Nous avons la tristesse d’apprendre le décès de Jean Carrier, dont nous avons publié en 2001 Les Contes Vrais de l’Entre-deux-Mers et de la Benauge, bel ouvrage illustré de photographies de Jean-Luc Chapin qui avait remarquablement su capter et rendre toute la matière de ces contes, comme le formidable talent du conteur.
Jean Carrier était depuis très longtemps une “figure” emblématique de l’Entre-deux-Mers et, à sa manière, il en a été l’un de ses meilleurs connaisseurs. Ayant, très jeune, cotoyé des érudits locaux comme Henri Redeuil qui l’initièrent à la spéléologie, l’histoire et l’archéologie, et d’autres fortes personnalités encore qui avaient formé son goût et ses jugements, Jean Carrier – et c’est l’un des traits marquants de sa personnalité – s’intéressa du plus jeune âge jusqu’à son décès, à près de 90 ans, à tous les facettes de la connaissance.
Ce viticulteur de la Benauge, ce rationaliste laïc, lecteur assidu du Canard enchaîné, mais qui était également attiré par les mystères de la nature et de l’homme – tout jeune, le spiritisme, si prégnant en Targonnais l’avait profondément marqué – , montra toute sa vie – et c’était la première chose qui frappait quand on le rencontrait – la plus vive curiosité, notamment à propos de toutes les nouveautés, notamment techniques.
Ainsi, à plus de soixante ans, et après avoir longtemps goûté aux joies de l’aviation pour voir du ciel ce qui ne se peut quand on a le nez au ras du sol, il pratiqua assidument l’ULM – et dans les années 80-90 le ciel fut sa seconde demeure. Féru de photographie, il passa aussi une grande partie de son temps libre à photographier, avec toutes sortes d’appareils, tous les événements de sa région, puis avec sa petite caméra à les filmer.
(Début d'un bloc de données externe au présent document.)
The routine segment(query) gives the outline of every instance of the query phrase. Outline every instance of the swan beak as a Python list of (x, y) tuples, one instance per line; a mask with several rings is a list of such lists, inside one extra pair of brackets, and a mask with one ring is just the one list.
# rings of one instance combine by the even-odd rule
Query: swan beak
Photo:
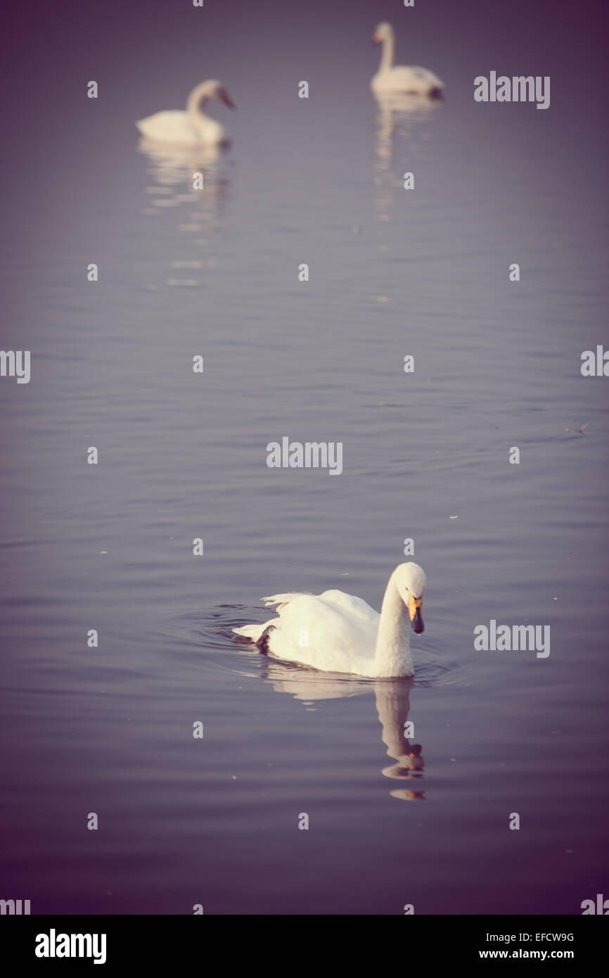
[(416, 635), (420, 635), (421, 632), (425, 630), (425, 626), (423, 624), (423, 616), (421, 614), (422, 603), (423, 603), (422, 598), (413, 598), (412, 595), (409, 597), (409, 603), (408, 603), (409, 614), (411, 616), (413, 630)]

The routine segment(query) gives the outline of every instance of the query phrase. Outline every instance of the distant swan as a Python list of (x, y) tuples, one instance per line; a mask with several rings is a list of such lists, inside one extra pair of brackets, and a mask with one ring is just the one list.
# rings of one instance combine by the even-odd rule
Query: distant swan
[(417, 95), (439, 96), (442, 94), (444, 82), (440, 81), (433, 71), (425, 67), (407, 67), (405, 65), (393, 65), (395, 50), (395, 35), (390, 23), (377, 23), (372, 34), (376, 44), (382, 44), (378, 71), (370, 81), (370, 88), (375, 95), (391, 92), (411, 92)]
[(147, 139), (180, 146), (228, 143), (224, 126), (205, 115), (201, 109), (209, 99), (219, 99), (234, 109), (229, 93), (215, 79), (202, 81), (194, 88), (186, 103), (186, 111), (163, 111), (140, 119), (136, 125)]
[(324, 672), (413, 676), (409, 625), (417, 635), (423, 631), (425, 584), (418, 564), (401, 563), (389, 578), (380, 615), (361, 598), (343, 591), (273, 595), (262, 600), (267, 607), (279, 604), (279, 618), (233, 631), (265, 653)]

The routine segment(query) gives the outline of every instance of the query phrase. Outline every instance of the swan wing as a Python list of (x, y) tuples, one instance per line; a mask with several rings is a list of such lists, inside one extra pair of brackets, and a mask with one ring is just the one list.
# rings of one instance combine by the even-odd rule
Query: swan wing
[(413, 92), (429, 94), (444, 88), (444, 82), (426, 67), (399, 65), (389, 71), (379, 71), (374, 75), (371, 86), (375, 91)]
[[(287, 597), (287, 596), (285, 596)], [(370, 675), (378, 614), (341, 591), (298, 595), (269, 624), (268, 648), (279, 658), (330, 672)]]
[(186, 112), (163, 111), (154, 112), (145, 119), (140, 119), (136, 125), (143, 136), (149, 139), (160, 140), (164, 143), (196, 143), (197, 134), (191, 125)]

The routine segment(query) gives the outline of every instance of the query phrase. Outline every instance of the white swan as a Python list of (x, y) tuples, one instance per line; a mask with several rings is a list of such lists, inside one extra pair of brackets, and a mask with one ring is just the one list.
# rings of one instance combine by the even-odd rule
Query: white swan
[(416, 95), (438, 96), (442, 94), (444, 82), (426, 67), (407, 67), (393, 64), (395, 35), (390, 23), (377, 23), (372, 34), (375, 44), (382, 44), (378, 71), (370, 81), (375, 94), (390, 92), (410, 92)]
[(267, 607), (279, 604), (279, 618), (233, 631), (265, 653), (325, 672), (413, 676), (409, 619), (419, 635), (425, 584), (418, 564), (401, 563), (389, 578), (380, 615), (361, 598), (342, 591), (273, 595), (262, 600)]
[(229, 93), (221, 82), (211, 78), (194, 88), (186, 103), (186, 111), (154, 112), (136, 125), (147, 139), (180, 146), (196, 146), (201, 143), (219, 145), (228, 143), (224, 126), (205, 115), (201, 109), (209, 99), (219, 99), (234, 109)]

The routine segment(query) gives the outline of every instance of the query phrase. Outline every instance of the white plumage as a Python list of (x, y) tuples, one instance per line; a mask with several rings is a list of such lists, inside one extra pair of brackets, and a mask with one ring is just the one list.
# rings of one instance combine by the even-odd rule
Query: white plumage
[(277, 604), (279, 617), (233, 631), (280, 659), (324, 672), (412, 676), (409, 633), (411, 624), (417, 634), (423, 631), (425, 583), (418, 564), (401, 563), (389, 578), (380, 614), (343, 591), (273, 595), (262, 600)]
[(383, 22), (374, 28), (372, 40), (382, 44), (380, 66), (370, 81), (370, 88), (376, 95), (392, 92), (408, 92), (414, 95), (438, 96), (442, 94), (444, 82), (426, 67), (407, 67), (393, 64), (395, 34), (390, 23)]

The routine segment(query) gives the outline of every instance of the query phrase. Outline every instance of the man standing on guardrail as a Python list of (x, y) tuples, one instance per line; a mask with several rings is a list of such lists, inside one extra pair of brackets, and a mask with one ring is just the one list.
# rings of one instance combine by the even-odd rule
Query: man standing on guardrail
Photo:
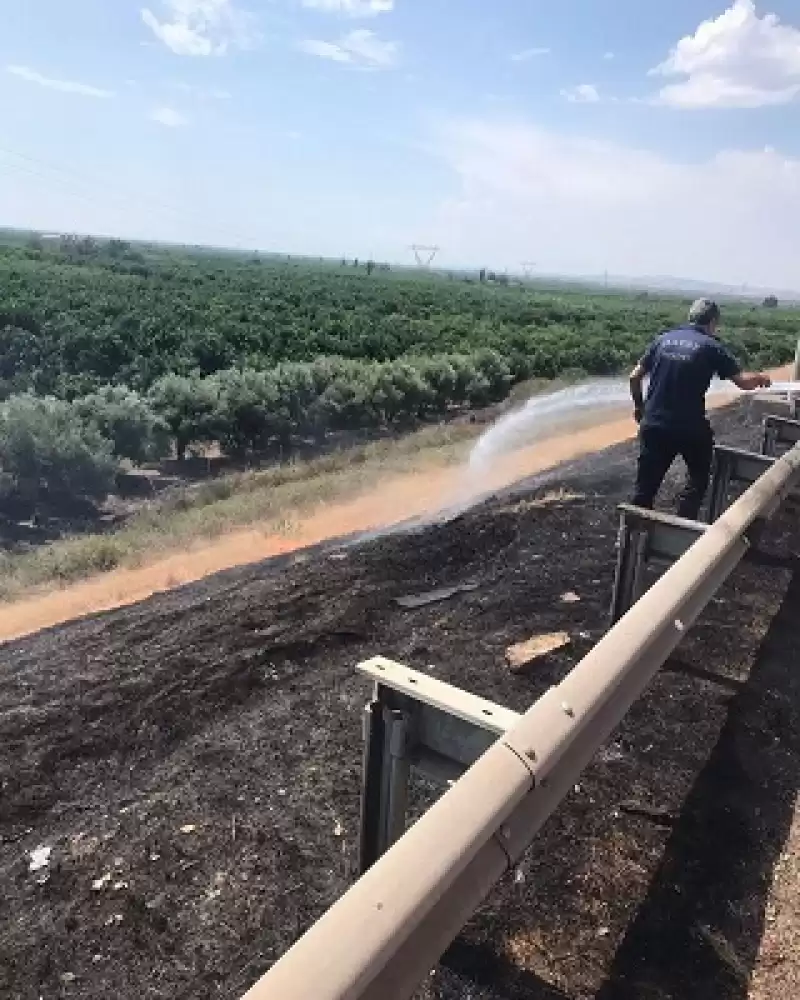
[[(678, 455), (687, 478), (678, 516), (697, 520), (703, 504), (714, 435), (706, 416), (706, 392), (714, 376), (740, 389), (770, 385), (767, 375), (742, 372), (733, 354), (719, 342), (720, 310), (710, 299), (698, 299), (687, 326), (662, 333), (631, 372), (631, 396), (639, 428), (639, 464), (633, 503), (650, 508)], [(642, 382), (649, 378), (647, 399)]]

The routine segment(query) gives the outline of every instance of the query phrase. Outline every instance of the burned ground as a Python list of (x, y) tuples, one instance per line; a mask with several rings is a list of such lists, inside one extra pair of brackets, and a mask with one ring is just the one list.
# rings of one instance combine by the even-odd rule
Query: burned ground
[[(716, 422), (757, 434), (744, 410)], [(243, 992), (355, 877), (354, 664), (384, 654), (524, 709), (606, 626), (631, 460), (4, 646), (0, 996)], [(744, 1000), (797, 788), (790, 577), (737, 572), (421, 995)], [(560, 629), (566, 651), (505, 666)]]

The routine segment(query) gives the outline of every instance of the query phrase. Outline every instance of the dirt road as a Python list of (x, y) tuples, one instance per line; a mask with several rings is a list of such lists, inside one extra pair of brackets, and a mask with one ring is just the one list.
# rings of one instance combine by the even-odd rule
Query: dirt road
[[(786, 377), (786, 369), (775, 378)], [(709, 399), (715, 408), (736, 398)], [(202, 540), (188, 550), (135, 568), (121, 568), (70, 585), (35, 594), (0, 608), (0, 641), (39, 629), (144, 600), (152, 594), (203, 579), (220, 570), (260, 562), (327, 539), (369, 532), (409, 518), (468, 504), (471, 500), (562, 462), (629, 440), (636, 433), (628, 408), (605, 409), (593, 426), (561, 432), (498, 461), (487, 474), (470, 476), (464, 468), (438, 467), (429, 460), (415, 473), (387, 479), (379, 488), (347, 502), (322, 506), (297, 518), (291, 529), (275, 534), (272, 526), (234, 531), (214, 541)]]
[[(719, 414), (721, 440), (751, 446), (745, 417)], [(561, 500), (499, 497), (7, 644), (0, 997), (244, 992), (355, 875), (354, 664), (383, 653), (523, 710), (604, 629), (633, 458), (622, 444), (571, 463)], [(432, 1000), (744, 1000), (800, 760), (786, 577), (745, 566), (718, 595)], [(477, 588), (398, 607), (462, 583)], [(509, 644), (561, 629), (569, 647), (508, 670)]]

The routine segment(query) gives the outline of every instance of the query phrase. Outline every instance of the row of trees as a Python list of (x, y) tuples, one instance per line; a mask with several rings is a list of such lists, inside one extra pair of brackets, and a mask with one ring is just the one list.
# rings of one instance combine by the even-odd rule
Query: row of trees
[(106, 386), (72, 401), (31, 393), (0, 405), (0, 495), (98, 498), (123, 461), (141, 465), (218, 443), (244, 458), (329, 431), (411, 425), (506, 397), (514, 375), (495, 351), (396, 362), (320, 359), (270, 370), (166, 375), (140, 394)]
[[(82, 244), (0, 249), (0, 399), (64, 399), (108, 383), (146, 393), (165, 375), (498, 351), (535, 374), (608, 374), (685, 318), (680, 299), (464, 284), (426, 274)], [(32, 251), (31, 251), (32, 252)], [(791, 356), (798, 314), (726, 306), (726, 337), (754, 366)]]

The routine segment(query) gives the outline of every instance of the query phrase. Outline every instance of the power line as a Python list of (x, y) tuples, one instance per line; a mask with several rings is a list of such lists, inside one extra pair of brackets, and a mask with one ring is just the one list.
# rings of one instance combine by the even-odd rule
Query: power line
[[(90, 188), (91, 198), (94, 204), (97, 203), (95, 189), (98, 186), (100, 186), (105, 188), (106, 191), (109, 192), (111, 198), (124, 205), (126, 209), (130, 208), (131, 201), (138, 201), (140, 204), (146, 205), (149, 208), (156, 208), (162, 212), (164, 211), (170, 212), (173, 215), (177, 216), (182, 222), (185, 223), (191, 222), (192, 225), (202, 225), (210, 232), (216, 232), (219, 235), (224, 235), (226, 242), (231, 241), (233, 245), (239, 244), (242, 247), (245, 247), (248, 244), (253, 247), (257, 245), (258, 241), (253, 239), (252, 237), (243, 238), (242, 234), (240, 233), (234, 233), (233, 231), (228, 229), (221, 229), (220, 227), (215, 226), (213, 224), (209, 225), (209, 223), (205, 220), (204, 217), (189, 215), (186, 213), (184, 209), (176, 208), (174, 205), (171, 205), (167, 202), (159, 201), (158, 199), (152, 198), (151, 196), (142, 195), (141, 192), (131, 194), (129, 192), (121, 192), (119, 188), (115, 190), (113, 183), (109, 183), (107, 179), (93, 177), (89, 174), (81, 173), (80, 171), (77, 171), (74, 168), (68, 166), (55, 166), (51, 163), (46, 163), (44, 160), (40, 160), (36, 157), (29, 156), (26, 153), (20, 153), (16, 150), (9, 149), (6, 146), (0, 146), (0, 153), (4, 154), (6, 157), (13, 157), (17, 160), (21, 160), (23, 161), (24, 164), (32, 164), (34, 167), (39, 168), (40, 170), (43, 168), (44, 170), (50, 171), (52, 174), (55, 174), (56, 177), (58, 177), (59, 175), (66, 175), (68, 178), (68, 183), (74, 183), (74, 180), (77, 180), (79, 184), (83, 186), (88, 186)], [(17, 169), (20, 170), (21, 172), (24, 172), (24, 169), (20, 167), (19, 164), (9, 163), (7, 165), (13, 169)], [(48, 183), (53, 183), (52, 177), (48, 177), (47, 175), (43, 175), (41, 173), (33, 173), (31, 171), (29, 171), (29, 173), (31, 176), (37, 176), (43, 180), (48, 181)], [(61, 183), (63, 185), (63, 179), (61, 179)], [(75, 192), (73, 190), (72, 193), (76, 193), (78, 197), (85, 198), (87, 196), (85, 192)]]
[(423, 243), (412, 243), (411, 249), (414, 251), (414, 256), (417, 259), (417, 264), (420, 267), (430, 267), (433, 263), (433, 258), (439, 252), (441, 247), (429, 247), (425, 246)]

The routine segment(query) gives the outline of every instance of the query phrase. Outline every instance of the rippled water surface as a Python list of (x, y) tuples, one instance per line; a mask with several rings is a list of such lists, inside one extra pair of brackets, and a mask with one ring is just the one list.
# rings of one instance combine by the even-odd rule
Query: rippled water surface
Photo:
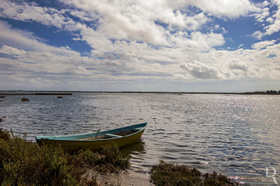
[[(280, 183), (280, 96), (74, 93), (0, 99), (0, 127), (35, 136), (82, 134), (148, 122), (123, 148), (135, 169), (163, 159), (252, 185)], [(268, 176), (273, 175), (270, 168)]]

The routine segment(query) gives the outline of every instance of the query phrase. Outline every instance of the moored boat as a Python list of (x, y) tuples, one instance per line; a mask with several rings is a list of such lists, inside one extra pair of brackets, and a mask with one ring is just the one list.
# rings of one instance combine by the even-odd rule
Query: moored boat
[(80, 149), (100, 150), (102, 146), (113, 143), (119, 147), (124, 146), (139, 140), (144, 133), (147, 123), (97, 131), (94, 133), (59, 136), (36, 136), (36, 141), (39, 145), (46, 144), (60, 144), (65, 151), (76, 151)]
[(23, 97), (22, 98), (22, 101), (29, 101), (29, 99), (28, 98)]

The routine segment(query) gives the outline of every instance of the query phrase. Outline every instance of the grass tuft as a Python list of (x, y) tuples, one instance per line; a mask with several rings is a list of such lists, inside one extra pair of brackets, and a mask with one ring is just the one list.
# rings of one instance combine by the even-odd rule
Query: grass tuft
[(162, 160), (152, 166), (150, 179), (155, 185), (238, 185), (227, 177), (211, 173), (202, 174), (197, 169), (186, 165), (166, 163)]
[(88, 168), (102, 173), (116, 173), (127, 169), (129, 158), (122, 158), (115, 144), (102, 151), (89, 150), (71, 155), (59, 145), (43, 145), (12, 136), (0, 129), (1, 185), (97, 185), (96, 178), (83, 176)]
[(115, 143), (105, 145), (101, 151), (95, 153), (89, 150), (80, 150), (76, 156), (83, 159), (84, 164), (93, 166), (95, 171), (102, 174), (118, 173), (130, 167), (130, 157), (122, 157)]

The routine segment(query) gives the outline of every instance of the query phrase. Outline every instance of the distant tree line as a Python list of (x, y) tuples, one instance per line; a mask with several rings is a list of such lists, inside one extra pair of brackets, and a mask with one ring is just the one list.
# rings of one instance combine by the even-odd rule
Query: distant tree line
[(280, 94), (280, 90), (267, 90), (267, 94)]

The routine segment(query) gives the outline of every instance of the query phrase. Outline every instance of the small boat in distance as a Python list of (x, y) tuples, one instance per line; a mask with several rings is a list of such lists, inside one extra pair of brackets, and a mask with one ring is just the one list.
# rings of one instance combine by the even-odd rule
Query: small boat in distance
[(60, 144), (65, 151), (76, 151), (80, 149), (97, 150), (106, 145), (116, 143), (119, 147), (132, 143), (139, 138), (144, 133), (147, 123), (137, 124), (86, 134), (36, 136), (36, 141), (39, 145), (46, 144)]
[(22, 98), (22, 101), (29, 101), (29, 99), (28, 98), (23, 97)]

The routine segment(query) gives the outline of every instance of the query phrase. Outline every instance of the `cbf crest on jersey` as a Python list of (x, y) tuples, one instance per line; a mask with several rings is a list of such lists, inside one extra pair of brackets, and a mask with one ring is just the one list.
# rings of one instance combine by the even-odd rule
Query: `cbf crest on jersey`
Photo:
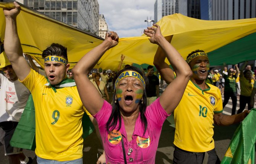
[(73, 97), (69, 95), (66, 97), (66, 104), (67, 105), (67, 106), (70, 106), (73, 102)]
[(216, 99), (215, 99), (215, 97), (213, 96), (211, 96), (210, 97), (210, 102), (212, 106), (214, 106), (216, 103)]

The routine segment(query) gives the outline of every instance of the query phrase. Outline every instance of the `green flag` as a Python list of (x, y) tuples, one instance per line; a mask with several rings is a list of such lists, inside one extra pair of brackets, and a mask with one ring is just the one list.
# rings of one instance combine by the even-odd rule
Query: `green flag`
[(237, 128), (221, 164), (254, 164), (256, 141), (256, 109)]

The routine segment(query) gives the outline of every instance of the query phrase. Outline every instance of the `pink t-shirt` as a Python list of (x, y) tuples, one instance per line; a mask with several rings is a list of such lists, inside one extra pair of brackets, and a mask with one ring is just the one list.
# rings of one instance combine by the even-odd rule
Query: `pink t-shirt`
[[(99, 125), (105, 151), (106, 163), (108, 162), (111, 164), (124, 163), (121, 140), (122, 137), (127, 163), (155, 163), (162, 127), (166, 118), (170, 115), (168, 115), (162, 107), (159, 98), (147, 107), (145, 116), (147, 121), (147, 128), (144, 135), (144, 126), (141, 121), (139, 114), (133, 134), (131, 143), (129, 142), (129, 146), (122, 118), (121, 118), (121, 128), (118, 131), (113, 130), (109, 134), (107, 132), (106, 125), (112, 110), (111, 105), (105, 100), (100, 110), (95, 116), (93, 116)], [(117, 130), (118, 125), (118, 121), (114, 129)], [(130, 147), (133, 151), (128, 156), (127, 153)], [(133, 162), (129, 161), (131, 158), (133, 159)]]

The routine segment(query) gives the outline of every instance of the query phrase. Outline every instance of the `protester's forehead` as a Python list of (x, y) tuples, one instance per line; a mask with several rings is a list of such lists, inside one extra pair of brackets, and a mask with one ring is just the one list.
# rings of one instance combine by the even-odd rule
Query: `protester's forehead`
[(191, 62), (197, 61), (209, 61), (209, 59), (206, 56), (200, 55), (195, 57), (194, 59), (191, 60)]
[(142, 83), (141, 82), (141, 81), (139, 80), (139, 79), (138, 79), (138, 78), (135, 78), (135, 77), (133, 77), (133, 76), (127, 76), (127, 77), (125, 77), (125, 78), (122, 78), (122, 79), (121, 79), (121, 80), (120, 80), (120, 81), (121, 81), (122, 80), (126, 80), (126, 81), (135, 81), (135, 80), (138, 80), (138, 81), (139, 81), (140, 82), (141, 82), (141, 83)]
[(55, 62), (55, 61), (48, 61), (47, 62), (44, 62), (45, 64), (60, 64), (62, 65), (65, 65), (65, 64), (63, 63), (62, 63), (61, 62)]

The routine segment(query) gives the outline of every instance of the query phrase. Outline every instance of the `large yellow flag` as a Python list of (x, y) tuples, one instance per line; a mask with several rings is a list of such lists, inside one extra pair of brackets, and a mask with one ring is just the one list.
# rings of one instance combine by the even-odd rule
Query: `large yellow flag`
[[(11, 5), (0, 3), (2, 43), (4, 40), (5, 19), (0, 8)], [(98, 37), (21, 6), (17, 20), (23, 51), (33, 56), (42, 66), (42, 51), (52, 43), (67, 48), (72, 68), (84, 54), (102, 41)], [(234, 64), (256, 59), (256, 18), (205, 21), (175, 14), (163, 17), (157, 24), (164, 36), (174, 35), (172, 44), (184, 59), (190, 52), (200, 49), (208, 53), (212, 65), (223, 63)], [(116, 70), (121, 53), (125, 55), (125, 64), (152, 65), (157, 46), (151, 43), (148, 38), (143, 35), (120, 38), (118, 45), (107, 51), (96, 67)]]

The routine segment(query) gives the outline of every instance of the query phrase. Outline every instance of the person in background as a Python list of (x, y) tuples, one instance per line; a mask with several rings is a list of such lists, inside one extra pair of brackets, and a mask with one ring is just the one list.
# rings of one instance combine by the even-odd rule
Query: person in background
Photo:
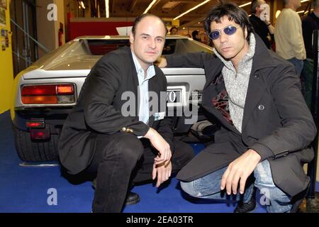
[(301, 76), (306, 59), (301, 20), (296, 11), (301, 6), (301, 0), (283, 0), (284, 9), (275, 26), (276, 52), (291, 62)]
[(169, 35), (177, 35), (179, 29), (177, 27), (172, 27), (169, 29)]
[(254, 32), (259, 35), (267, 48), (271, 49), (272, 42), (269, 38), (274, 40), (274, 28), (270, 21), (260, 18), (262, 13), (265, 10), (262, 7), (262, 4), (266, 4), (264, 0), (253, 0), (252, 1), (252, 16), (250, 17), (250, 21)]
[(319, 29), (319, 0), (313, 0), (312, 3), (313, 11), (303, 18), (302, 21), (303, 40), (305, 41), (307, 58), (304, 62), (302, 79), (304, 82), (304, 94), (306, 102), (309, 109), (311, 108), (313, 78), (313, 33)]

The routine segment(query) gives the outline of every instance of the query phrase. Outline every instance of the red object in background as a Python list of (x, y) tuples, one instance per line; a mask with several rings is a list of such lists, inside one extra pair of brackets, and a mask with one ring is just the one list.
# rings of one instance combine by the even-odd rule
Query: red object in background
[(59, 29), (59, 47), (63, 45), (63, 31), (61, 31), (61, 28)]
[(69, 40), (82, 35), (117, 35), (117, 27), (132, 26), (133, 22), (69, 22)]

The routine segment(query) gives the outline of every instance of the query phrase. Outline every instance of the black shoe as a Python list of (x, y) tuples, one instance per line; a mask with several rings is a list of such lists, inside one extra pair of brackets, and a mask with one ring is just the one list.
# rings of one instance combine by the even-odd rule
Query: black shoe
[(140, 196), (137, 193), (129, 192), (125, 199), (125, 205), (136, 204), (140, 201)]
[[(92, 187), (96, 189), (96, 178), (92, 181)], [(125, 199), (125, 205), (136, 204), (140, 201), (140, 196), (137, 193), (128, 192)]]
[(240, 201), (237, 205), (236, 209), (234, 210), (234, 213), (249, 213), (253, 211), (256, 208), (256, 199), (254, 196), (247, 203), (243, 203)]

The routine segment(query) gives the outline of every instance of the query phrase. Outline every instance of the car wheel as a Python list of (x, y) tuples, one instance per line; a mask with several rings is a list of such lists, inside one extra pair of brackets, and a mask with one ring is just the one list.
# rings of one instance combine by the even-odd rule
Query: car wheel
[(58, 160), (57, 135), (51, 134), (50, 140), (34, 141), (28, 132), (13, 126), (16, 149), (25, 162), (45, 162)]

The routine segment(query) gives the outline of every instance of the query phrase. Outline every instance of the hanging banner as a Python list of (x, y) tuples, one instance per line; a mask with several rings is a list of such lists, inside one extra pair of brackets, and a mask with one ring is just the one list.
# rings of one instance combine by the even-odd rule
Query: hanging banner
[(0, 27), (6, 27), (6, 9), (0, 7)]
[(6, 0), (0, 0), (0, 7), (6, 9)]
Il enregistrait également tout ce qu’il pouvait et sa pratique de l’occitan – le marché de Cadillac était un rendez-vous hebdomadaire qu’il n’aurait manqué pour rien au monde – le poussa dans la voie du recueil des contes et des récits populaires.
Habitant Soulignac, au coeur de cette Benauge rurale et secrète qu’il aimait et possédait sur le bout des doigts, il avait, enfant, connu les veillées et les fêtes où l’on se transmettait, en les enjolivant et les transformant à chaque génération, ces “contes vrais” qu’il transmit à son tour en se faisant volontiers conteur – et quel conteur !  Sa voix à la fois rauque et trainante, son visage taillé et coiffé dru, son oeil, tantôt acéré tantôt coquin, sa gestuelle imagée en avaient fait un conteur hors pair.
Et c’était là, en plus de son inépuisable curiosité, l’autre aspect remarquable de la personnalité de Jean : son amour du partage et de la relation humaine, son goût de l’autre avec qui on va parler, discuter, parfois vivement si l’interlocuteur penche trop à son goût du côté des prêches moralisateurs ou des curés prédicateurs, mais toujours avec ce mélange de finesse et de faconde qui était sa marque de fabrique, avec aussi sa bonne humeur et son optimisme communicatifs. Jean Carrier a animé plusieurs années durant, sur radio Bordeaux Gironde, une émission où il racontait la Benauge, sa Benauge, son terroir, ses hommes et ses contes. Ces “contes vrais” que nous avons eu le bonheur de publier après des mois de rencontres et d’enregistrements. Pour la gueille de bonde qui a un jour scellé notre amitié, nous te redisons encore, Jeannot, combien tu vas nous manquer.